Inoltre, gli giungeranno costanti ammonimenti spirituali, che potrà percepire attraverso la voce interiore, e tutto questo è sempre e solo il mezzo allo scopo per raggiungere lo stato di maturità spirituale, per accedere così a un’elevatezza che, per l’essere terreno, significa una sfera di luce che si differenzia considerevolmente dall'esistenza degli esseri incompiuti al di fuori di questa sfera.
Finché l’uomo non fa nulla per migliorare il proprio stato spirituale, finché si preoccupa solo del proprio benessere in termini puramente terreni, lo stato dell’anima rimarrà sempre com’era quando è entrata nell’esistenza terrena. Allora essa giungerà a un punto morto, non avendo aspirato allo sviluppo verso l’alto, non avendo cercato né il nutrimento spirituale né la conoscenza, e quindi non avendo cambiato minimamente il suo stato. Eppure, il tempo sulla Terra scorrerà veloce, e i giorni e gli anni saranno vissuti inutilmente, perché non l’anima ha partecipato a tutte le esperienze, bensì solo il corpo.

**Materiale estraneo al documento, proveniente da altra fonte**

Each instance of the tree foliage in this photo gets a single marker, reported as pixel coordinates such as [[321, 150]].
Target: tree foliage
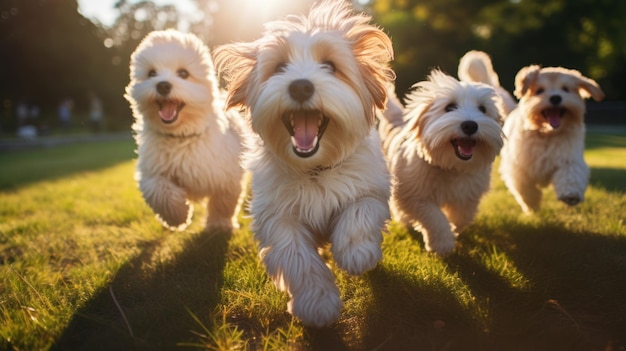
[[49, 51]]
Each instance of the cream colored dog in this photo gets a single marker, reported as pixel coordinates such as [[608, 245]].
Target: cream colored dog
[[546, 136], [188, 148], [440, 156], [312, 85]]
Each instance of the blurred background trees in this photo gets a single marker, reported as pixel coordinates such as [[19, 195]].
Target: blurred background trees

Quello che appartiene all’anima non è comprensibile all’uomo, perciò, spesso non è desiderabile. Eppure, l’unica cosa importante sulla Terra è che lo spirito venga risvegliato e giunga allo sviluppo, perché solo allora la vita terrena rappresenta la stazione di formazione per l’uomo, quando l’anima combatte per ottenere una conoscenza sempre più elevata, e quindi la scuola dello spirito viene assolta consapevolmente. Il risultato è uno stato di perfezione che assicura l’ingresso nelle sfere di luce dopo la morte fisica, cioè l’obiettivo e la meta dell’incarnazione come essere umano. – Amen!